国際的に有名なデザイナー、高価なダイヤモンドや宝石が散りばめられた、値段の張るドレス!
西村绘里は少し呆然としていたが、隣にいる甘奈はにこにこと笑い、手足を踊らせながら興奮して尋ねた。「ママ、これは私の弟が送ってきたの?」
「うーん、違うわ……差出人の名前がないわ」
西村绘里は丁寧にギフトボックスの内外を調べたが、確かにカードは一切なかった。ただ、かすかな麝香の香りがしていた。
西村绘里は美しい瞳を見開いた。麝香の香りは黒田真一の体から漂う香りだった。このドレスは、午後に店で見かけたもので、自分が気に入って、つい何度か見てしまったものだった。その時、黒田真一はすぐ側にいた。
彼以外に、思い当たる人はいなかった。
西村绘里の心は一瞬で冷え込んだ。自分は少しも好意を表に出さず、ただ何度か見ただけなのに、黒田真一は人の心を深く理解し、自分の思いを見透かしていた。
こんな風に細部まで全て見抜いてしまう男性は、恐ろしい存在だった。
「うーん、ママ、服も靴もとても綺麗ね……」
甘奈はこんなに精巧なドレスを初めて見て、目を離すことができなくなっていた。
西村绘里は口元を少し曲げ、手早くギフトボックスの蓋を閉めた。
「うーん、綺麗でも自分のものじゃないわ。甘奈さん、エビのクリスタル炒めが食べたい?食べたいなら、おりこうさんにソファでアイドル番組でも見ていなさい」
「へへへ、食べたい……了解、ママ」
やはり、甘奈は美味しい食べ物の話を聞くと、すぐに目を輝かせ、ぴょんぴょんとソファに向かって走り、正確にTfboyの生放送番組をつけた。
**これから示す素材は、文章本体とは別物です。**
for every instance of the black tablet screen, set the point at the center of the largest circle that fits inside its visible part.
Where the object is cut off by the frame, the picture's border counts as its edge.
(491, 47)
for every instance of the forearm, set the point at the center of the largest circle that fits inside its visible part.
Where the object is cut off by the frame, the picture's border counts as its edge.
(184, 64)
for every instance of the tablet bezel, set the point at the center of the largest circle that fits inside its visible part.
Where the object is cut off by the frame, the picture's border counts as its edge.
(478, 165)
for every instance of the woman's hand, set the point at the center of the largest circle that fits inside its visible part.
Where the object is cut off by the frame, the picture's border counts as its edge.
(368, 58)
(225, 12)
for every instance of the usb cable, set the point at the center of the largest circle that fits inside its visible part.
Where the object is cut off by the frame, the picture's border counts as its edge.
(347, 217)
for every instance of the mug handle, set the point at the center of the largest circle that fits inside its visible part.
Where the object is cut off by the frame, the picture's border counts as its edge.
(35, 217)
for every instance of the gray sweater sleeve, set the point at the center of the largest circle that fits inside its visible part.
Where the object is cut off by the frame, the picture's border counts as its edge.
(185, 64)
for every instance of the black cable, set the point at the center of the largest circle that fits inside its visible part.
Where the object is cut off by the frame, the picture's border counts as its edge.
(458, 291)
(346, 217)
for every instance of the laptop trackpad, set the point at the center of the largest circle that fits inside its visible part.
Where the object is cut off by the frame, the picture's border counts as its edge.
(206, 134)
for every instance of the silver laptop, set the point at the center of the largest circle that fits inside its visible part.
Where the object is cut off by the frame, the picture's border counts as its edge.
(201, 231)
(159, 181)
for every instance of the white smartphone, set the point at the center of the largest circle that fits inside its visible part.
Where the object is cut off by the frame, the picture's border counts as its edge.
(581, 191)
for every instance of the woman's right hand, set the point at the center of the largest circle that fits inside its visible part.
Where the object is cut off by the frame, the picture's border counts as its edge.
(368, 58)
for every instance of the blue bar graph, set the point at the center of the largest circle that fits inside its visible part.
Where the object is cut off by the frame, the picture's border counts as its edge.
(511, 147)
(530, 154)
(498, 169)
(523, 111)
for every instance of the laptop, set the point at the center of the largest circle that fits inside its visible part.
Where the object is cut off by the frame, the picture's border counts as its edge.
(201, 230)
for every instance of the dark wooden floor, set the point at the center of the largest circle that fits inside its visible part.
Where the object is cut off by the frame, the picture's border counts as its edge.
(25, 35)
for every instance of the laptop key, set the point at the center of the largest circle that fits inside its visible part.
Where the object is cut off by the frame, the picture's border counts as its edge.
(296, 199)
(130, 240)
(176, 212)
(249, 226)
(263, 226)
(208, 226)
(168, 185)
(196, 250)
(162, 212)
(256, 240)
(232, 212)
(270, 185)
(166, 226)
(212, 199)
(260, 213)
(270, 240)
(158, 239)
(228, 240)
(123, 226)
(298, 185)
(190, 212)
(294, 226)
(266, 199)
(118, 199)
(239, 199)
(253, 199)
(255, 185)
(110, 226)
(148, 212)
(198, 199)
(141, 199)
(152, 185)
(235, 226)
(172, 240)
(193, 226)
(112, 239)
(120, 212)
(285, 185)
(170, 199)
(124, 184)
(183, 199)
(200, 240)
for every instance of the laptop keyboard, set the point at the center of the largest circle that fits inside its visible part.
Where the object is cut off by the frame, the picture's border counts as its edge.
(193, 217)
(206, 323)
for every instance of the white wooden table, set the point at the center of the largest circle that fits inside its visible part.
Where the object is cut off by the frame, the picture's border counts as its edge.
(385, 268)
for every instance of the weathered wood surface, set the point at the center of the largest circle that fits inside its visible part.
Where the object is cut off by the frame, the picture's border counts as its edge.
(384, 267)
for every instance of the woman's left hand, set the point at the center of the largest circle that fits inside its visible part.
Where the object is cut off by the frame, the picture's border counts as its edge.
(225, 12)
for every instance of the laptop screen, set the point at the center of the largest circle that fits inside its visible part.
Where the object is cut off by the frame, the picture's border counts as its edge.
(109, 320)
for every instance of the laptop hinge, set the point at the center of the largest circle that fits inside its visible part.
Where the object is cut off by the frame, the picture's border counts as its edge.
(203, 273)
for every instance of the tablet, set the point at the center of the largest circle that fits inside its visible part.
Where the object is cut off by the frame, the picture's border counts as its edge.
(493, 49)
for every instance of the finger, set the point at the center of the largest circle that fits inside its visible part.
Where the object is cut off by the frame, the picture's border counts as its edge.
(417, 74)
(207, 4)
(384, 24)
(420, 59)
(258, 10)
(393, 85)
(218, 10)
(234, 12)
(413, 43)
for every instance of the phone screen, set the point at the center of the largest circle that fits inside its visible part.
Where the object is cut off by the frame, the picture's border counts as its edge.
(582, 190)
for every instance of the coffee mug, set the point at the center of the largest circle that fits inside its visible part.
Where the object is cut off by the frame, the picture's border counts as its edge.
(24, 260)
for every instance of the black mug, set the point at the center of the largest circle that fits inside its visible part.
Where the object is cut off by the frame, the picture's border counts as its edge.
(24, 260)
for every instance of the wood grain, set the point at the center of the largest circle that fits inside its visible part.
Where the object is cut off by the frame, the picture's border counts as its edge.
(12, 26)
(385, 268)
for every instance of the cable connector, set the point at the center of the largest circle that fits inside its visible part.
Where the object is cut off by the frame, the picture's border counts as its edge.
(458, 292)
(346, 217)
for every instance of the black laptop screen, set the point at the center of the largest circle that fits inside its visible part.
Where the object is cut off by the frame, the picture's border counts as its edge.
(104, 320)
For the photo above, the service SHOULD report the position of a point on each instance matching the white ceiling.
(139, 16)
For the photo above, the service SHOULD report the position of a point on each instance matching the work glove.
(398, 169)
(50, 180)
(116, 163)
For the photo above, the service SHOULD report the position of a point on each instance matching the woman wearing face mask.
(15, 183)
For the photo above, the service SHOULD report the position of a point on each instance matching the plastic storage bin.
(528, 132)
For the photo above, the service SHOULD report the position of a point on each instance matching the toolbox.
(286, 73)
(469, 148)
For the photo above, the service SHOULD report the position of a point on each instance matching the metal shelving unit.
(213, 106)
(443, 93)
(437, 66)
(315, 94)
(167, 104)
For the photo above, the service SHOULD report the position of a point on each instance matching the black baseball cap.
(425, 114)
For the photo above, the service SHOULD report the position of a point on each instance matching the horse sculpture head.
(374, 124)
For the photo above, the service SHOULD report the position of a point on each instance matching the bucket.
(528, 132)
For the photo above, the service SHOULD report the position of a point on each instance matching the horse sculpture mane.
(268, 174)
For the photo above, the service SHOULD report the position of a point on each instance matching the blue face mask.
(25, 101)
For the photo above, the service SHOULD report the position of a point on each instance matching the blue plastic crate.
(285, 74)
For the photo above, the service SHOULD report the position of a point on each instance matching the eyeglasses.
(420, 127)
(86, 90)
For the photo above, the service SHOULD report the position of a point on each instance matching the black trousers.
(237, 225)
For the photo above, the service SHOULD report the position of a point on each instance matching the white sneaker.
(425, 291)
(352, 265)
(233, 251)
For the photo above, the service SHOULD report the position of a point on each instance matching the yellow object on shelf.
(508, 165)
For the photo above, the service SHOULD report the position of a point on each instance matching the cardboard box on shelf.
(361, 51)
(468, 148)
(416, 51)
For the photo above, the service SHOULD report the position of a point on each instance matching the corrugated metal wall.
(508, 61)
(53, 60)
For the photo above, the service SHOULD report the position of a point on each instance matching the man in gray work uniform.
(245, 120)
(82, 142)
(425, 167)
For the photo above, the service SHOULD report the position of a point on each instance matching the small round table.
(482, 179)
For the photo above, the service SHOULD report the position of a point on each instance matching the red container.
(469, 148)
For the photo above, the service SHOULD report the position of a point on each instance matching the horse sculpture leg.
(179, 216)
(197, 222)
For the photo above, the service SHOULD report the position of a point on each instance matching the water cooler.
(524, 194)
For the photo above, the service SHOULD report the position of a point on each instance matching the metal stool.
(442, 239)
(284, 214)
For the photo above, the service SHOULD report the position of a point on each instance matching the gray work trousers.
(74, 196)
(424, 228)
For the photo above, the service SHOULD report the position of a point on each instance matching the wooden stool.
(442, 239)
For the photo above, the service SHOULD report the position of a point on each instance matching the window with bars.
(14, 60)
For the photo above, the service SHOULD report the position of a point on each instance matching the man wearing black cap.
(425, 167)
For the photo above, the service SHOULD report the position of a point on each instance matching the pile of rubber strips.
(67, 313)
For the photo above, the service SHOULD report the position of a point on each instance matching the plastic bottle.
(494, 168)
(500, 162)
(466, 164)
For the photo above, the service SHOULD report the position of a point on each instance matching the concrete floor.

ららら、boyはパパが私を守るために送ってくれた天使。
西村绘里は口元を上げ、手早くギフトボックスを脇に置いた。正体不明のものは、触れない方がいい。
……
西村绘里が四品の料理とスープを作り終えると、藤原海翔が正確に食事にやってきた。甘奈は自分のイケメン弟を見て大喜びし、一緒に食べようと呼びかけた。西村绘里は遠ざけたいと思ったが、甘奈がこんなに喜んでいる様子を見て、結局許可した。
夕食後、藤原海翔はまるで手品のように精巧なギフトボックスを取り出した。